Another drawback to cursor-based pagination is that it's impossible to address a specific page directly. For instance, if the requirement is to jump directly to page five, it's not possible to do so since the pages themselves are not explicitly numbered, and there is no way to create a cursor without knowing the last record that has been seen. You can only navigate to the next page.

Benefits of cursor-based pagination

One of the advantages of cursor-based pagination is its resilience to shifting rows. For example, if a record is deleted, the next record that would have followed is still displayed since the query is working off of the cursor rather than a specific offset.

Let's go back to our Sonya Dickens example. The last person they see on this page is "Judge Bins." They don't see her yet, but "Sonya Dickens" should be the first person on page 2.

| id | first_name | last_name |
|----|------------|-----------|
|  1 | Phillip    | Yundt     |
|  2 | Aaron      | Francis   |
|  3 | Amelia     | West      |
|  4 | Jennifer   | Becker    |
|  5 | Macy       | Lind      |
|  6 | Simon      | Lueilwitz |
|  7 | Tyler      | Cummerata |
|  8 | Suzanne    | Skiles    |
|  9 | Zoe        | Hill      |
| 10 | Judge      | Bins      | <-- The cursor points here
|----|------------|-----------| Page break
| 11 | Sonya      | Dickens   |
| 12 | Hope       | Streich   |
| 13 | Kristian   | Kerluke   |
| 14 | Stanton    | Fisher    |
| 15 | Rasheed    | Little    |
| 16 | Deron      | Koss      |
| 17 | Trevor     | Daniel    |
| 18 | Vernie     | Friesen   |
| 19 | Jody       | Littel    |
| 20 | Jorge      | Nienow    |

While they are viewing page one, "Aaron Francis" is deleted.

| id | first_name | last_name |
|----|------------|-----------|
|  1 | Phillip    | Yundt     |
|  3 | Amelia     | West      | <-- Aaron Francis is deleted
|  4 | Jennifer   | Becker    |
|  5 | Macy       | Lind      |
|  6 | Simon      | Lueilwitz |
|  7 | Tyler      | Cummerata |
|  8 | Suzanne    | Skiles    |
|  9 | Zoe        | Hill      |
| 10 | Judge      | Bins      | <-- The cursor *still* points here
|----|------------|-----------| Page break
| 11 | Sonya      | Dickens   | <-- Sonya is the first person after the cursor
| 12 | Hope       | Streich   |
| 13 | Kristian   | Kerluke   |
| 14 | Stanton    | Fisher    |
| 15 | Rasheed    | Little    |
| 16 | Deron      | Koss      |
| 17 | Trevor     | Daniel    |
| 18 | Vernie     | Friesen   |
| 19 | Jody       | Littel    |
| 20 | Jorge      | Nienow    |

This time, it doesn't matter! The cursor points to the last record that the user saw, and the next record is still Sonya Dickens. We tell the database, "the last record I saw was ID 10, and I want to see the next ten records." The database doesn't care that some records were deleted. It just knows that the next record is Sonya Dickens.

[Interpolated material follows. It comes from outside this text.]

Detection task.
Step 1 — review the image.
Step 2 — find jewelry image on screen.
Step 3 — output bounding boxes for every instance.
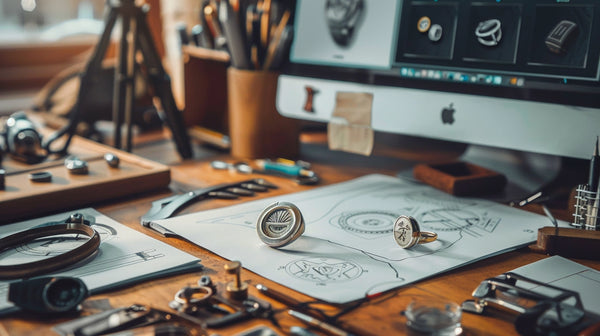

This is true even if the cursor is pointing to a record that was deleted. If the cursor points to a record that was deleted, we're still telling the database, "the last record I saw was ID 10, and I want to see the next ten records." Again, the database doesn't care that the record was deleted. It just knows that the next record is Sonya Dickens.

Cursor based pagination performance

Cursor-based pagination can be much more performant than offset/limit simply because it accesses much less data. Instead of generating a result set and throwing away everything before the offset, the database can start at the offset and return the next N records. This is especially true if the offset is large. You will need to consider a proper indexing strategy to ensure the database can efficiently find the necessary records.

Conclusion

Pagination is a common requirement for almost every web application or API. Now you understand the different types of pagination and the tradeoffs that come with each.

Offset/limit is nice because it's easy to implement and understand, and you can directly address pages. Some downsides are that it can be slower as you navigate deeper into the pages, and it is more prone to drift.

Cursor-based pagination is nice because it is more performant and more resilient to shifting rows. Some of the downsides are that it is more complicated to implement, and you cannot directly address pages.

Which method you choose is up to you, but hopefully, this article has given you a better understanding of the tradeoffs, and you can now make an informed decision.